Safety Law News for 6/19/13

• Kearney, Kentucky Public Schools profile the success of the triad approach in the performance of a local school resource officer.

•  Two school districts in the State of Iowa – the Bondurant-Farrar School District and the Clinton School District – testify in favor of the SRO.  School resource officers have had positive effects in their schools.

• The Brooks County, Georgia school board votes to eliminate the School Resource Officer Program.  One parent vows to stand outside to guard her children’s schools herself if there are no SRO officers next school year.

• Montgomery County, Maryland officials vote to add six additional school resource officers to the public schools.

•  The Wallenpaupack, Pennsylvania School Board votes to add $283,956.00 to the budget to hire four (4) additional school resource officers.  The Superintendent says that the triad approach is what will make the addition of the SROs valuable to the school climate.

• The Sioux Falls, South Dakota Police Department is changing its School Resource Officer program to include more of a team approach. Instead of assigning an SRO to a specific school, the SRO’s will instead this fall be assigned to a quadrant so they can take a team approach to the public and private schools in their area.

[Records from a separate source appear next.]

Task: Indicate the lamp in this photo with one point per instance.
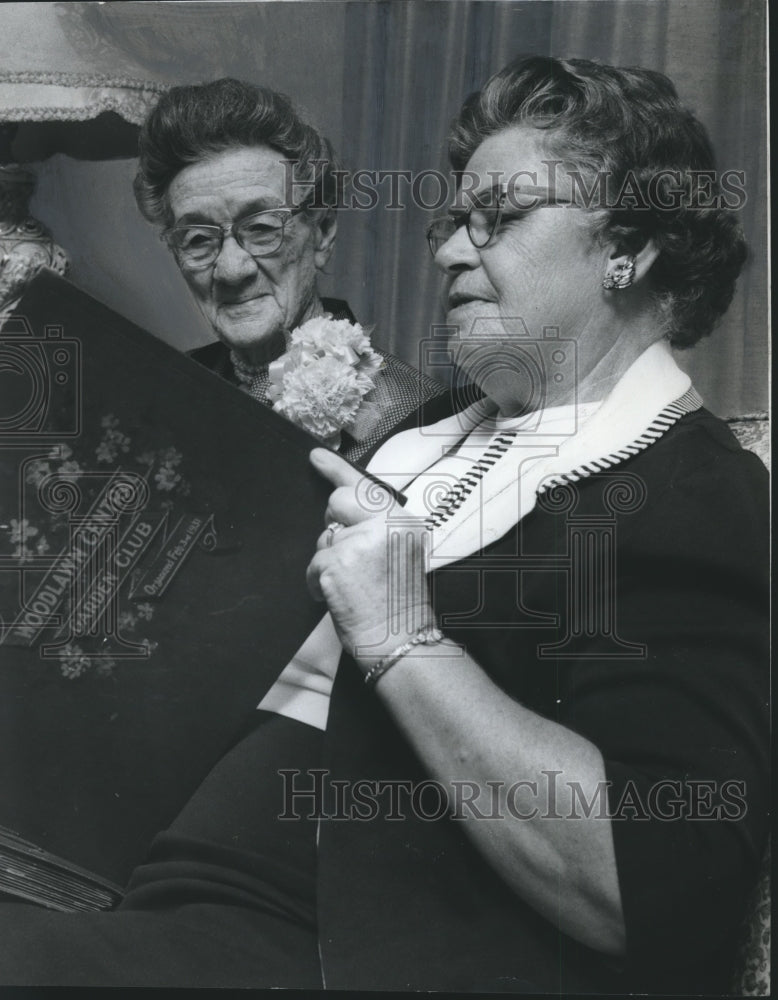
(52, 104)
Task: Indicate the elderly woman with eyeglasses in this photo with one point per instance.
(245, 194)
(526, 750)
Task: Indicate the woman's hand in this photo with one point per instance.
(371, 572)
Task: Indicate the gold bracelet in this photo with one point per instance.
(427, 636)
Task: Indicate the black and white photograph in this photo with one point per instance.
(385, 497)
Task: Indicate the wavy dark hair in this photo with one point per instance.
(189, 123)
(628, 127)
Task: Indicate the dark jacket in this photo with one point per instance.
(410, 904)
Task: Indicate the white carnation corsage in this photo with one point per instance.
(322, 380)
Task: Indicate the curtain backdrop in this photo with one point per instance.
(383, 80)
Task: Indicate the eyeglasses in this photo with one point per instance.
(482, 219)
(260, 235)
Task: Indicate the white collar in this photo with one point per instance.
(651, 395)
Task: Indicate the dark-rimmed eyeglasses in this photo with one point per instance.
(259, 234)
(482, 219)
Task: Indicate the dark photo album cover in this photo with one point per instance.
(153, 584)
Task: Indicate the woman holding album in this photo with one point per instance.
(526, 749)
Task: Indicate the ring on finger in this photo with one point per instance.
(332, 529)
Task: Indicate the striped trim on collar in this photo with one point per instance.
(662, 422)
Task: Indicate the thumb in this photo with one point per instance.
(335, 468)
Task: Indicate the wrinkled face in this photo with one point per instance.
(250, 302)
(542, 268)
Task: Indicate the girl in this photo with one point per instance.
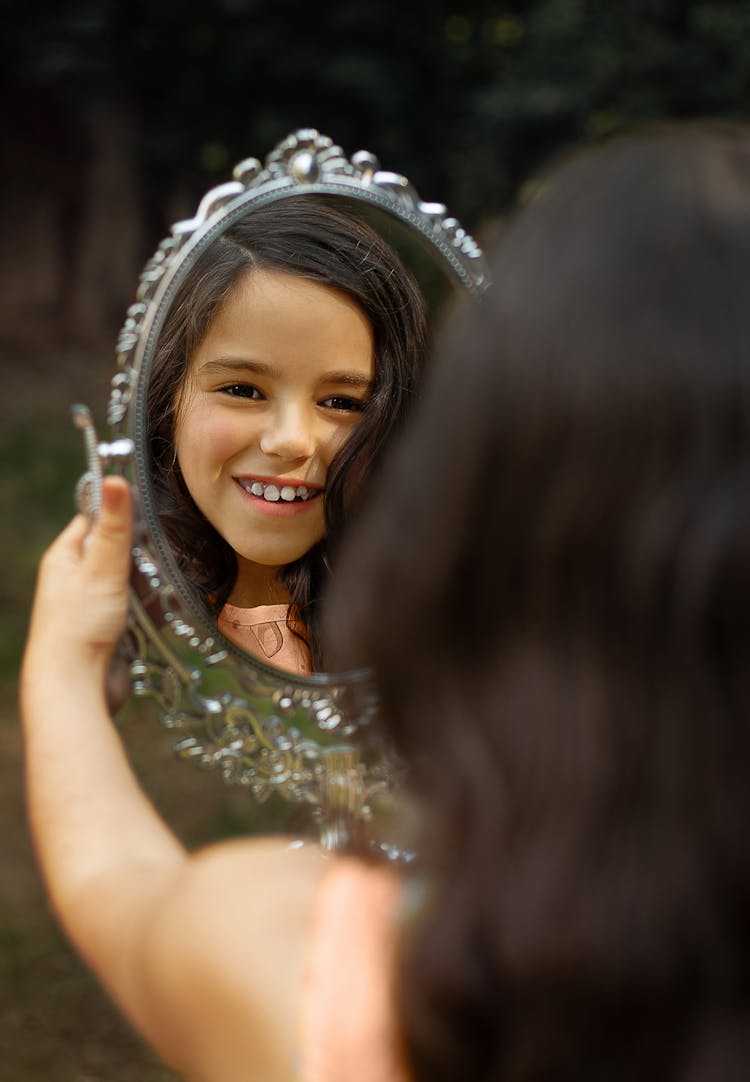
(552, 582)
(289, 358)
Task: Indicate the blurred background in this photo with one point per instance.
(115, 118)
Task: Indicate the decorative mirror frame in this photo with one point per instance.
(308, 739)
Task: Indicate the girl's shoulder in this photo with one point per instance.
(225, 955)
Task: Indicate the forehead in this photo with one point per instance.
(289, 324)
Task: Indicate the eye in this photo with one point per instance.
(343, 405)
(240, 391)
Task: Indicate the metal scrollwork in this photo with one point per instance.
(307, 739)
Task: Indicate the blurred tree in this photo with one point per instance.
(468, 100)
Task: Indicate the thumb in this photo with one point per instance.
(110, 539)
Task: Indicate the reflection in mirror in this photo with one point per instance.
(289, 356)
(275, 345)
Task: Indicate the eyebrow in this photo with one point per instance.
(259, 368)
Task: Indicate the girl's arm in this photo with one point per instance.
(204, 952)
(106, 856)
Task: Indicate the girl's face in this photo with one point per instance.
(271, 395)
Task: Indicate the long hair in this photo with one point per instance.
(305, 236)
(553, 586)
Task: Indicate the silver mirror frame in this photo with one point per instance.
(308, 739)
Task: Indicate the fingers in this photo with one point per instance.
(110, 539)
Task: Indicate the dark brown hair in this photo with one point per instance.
(553, 586)
(308, 237)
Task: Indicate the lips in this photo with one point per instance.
(278, 491)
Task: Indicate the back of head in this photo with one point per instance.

Safety Law News for 6/14/13

  • The Kentucky Supreme Court ruled that students must be given Miranda warnings when being interviewed by any administrator with a school officer present regarding disciplinary issues that may prove criminal.
  • Rowan County, Kentucky Sheriff hires retired federal agents as special deputies assigned to be school resource officers to serve the school system through the sheriff’s office.
  • The Marion County, Florida Sheriff’s Office has decided to pull its two remaining Drug Abuse Resistance Education (DARE) officers out of the schools and put them on patrol.
  • The Indian River, Delaware School District plans to hire either a qualified campus security officer or a school resource officer for all of its schools when the 2013-2014 school year begins in September.

Safety Law News for 6/10/13

  • The Fort Wayne, Indiana Police chief wants to expand the school resource officer program into the middle schools in response to rising gang activity in the city.
  • The Charles County, Maryland School Crime Solvers program has been enormously successful.  Since 2007, more than 2,200 tips have been received and resulted in more than 580 cases being closed.
  • After parents’ complaints, the Bayfield, Colorado School Board is applying for a grant to pay for a school resource officer.
  • The Onslow County Crime Stoppers program has approved a reward payment to a student in a case involving a tip to a school resource officer who was able to confiscate two handguns — a .45-caliber and 9mm — from a fellow student at a Jacksonville, North Carolina high school.

Safety Law News for 6/3/13

  •  Over 100 schools in Hillsborough, Florida to lose police protection when the 2013-2014 school year begins.
  •  The SRO program in Chico, California is being cancelled after 15 years because of a budget crunch.
  •  An Alabama State House representative debates school safety policy with the governor after a veto of House Bill 116.  Known as the Volunteer Security Force Bill, the proposal sought to improve school security plan for rural areas that do not have funding for school resource officers.

Safety Law News for 5/28/13

• School administrators in Henderson County, Kentucky reflects on the success of the Safe Schools Initiative at Henderson County Schools started in the mid-1990s. Since that time, educators have embraced working with law enforcement officials for preventive measures rather than waiting for something to happen and reacting to the threat.

•  A new Kansas law gives school districts permission to decide whether to allow employees to conceal and carry weapons on campus.

• The Tennessee governor Bill Haslam signed into law a new safe school policy that allows schools to approve teachers who have law enforcement backgrounds and have undergone specialized training, to go armed. The new state law also allows schools to hire retired police officers and others with specialized law enforcement to provide an armed presence in schools.

• In a new partnership between the Kearney, Missouri School District and the Kearney Police Department is designed to create a safer school environment for students and staff.  Under the new School Visitation Program, campuses will begin to see a more regular police presence through visits from on-duty officers as they complete their daily patrols.

• Montgomery County, Maryland lawmakers say that they will not give the public schools more resource police officers until school officials create a concrete plan on how they would be used.

Safety Law News for 5/22/13

  • The Pennsylvania Senate unanimously approved legislation that would fund a statewide school safety program.  The bill allocates 60 percent of grant money to help schools train and pay for school resource officers and 40 percent for emergency planning and violence prevention programs.
  • The Tennessee Senate approved House Bill 6, a measure that lets teachers who have worked as police officers in the past carry their guns with them at school. The information about which teachers are carrying is confidential.
  • The Protection of Texas Children Act (House Bill 1009),  proposes a “school marshal” program  which arms school administrators after 80 hours of required training.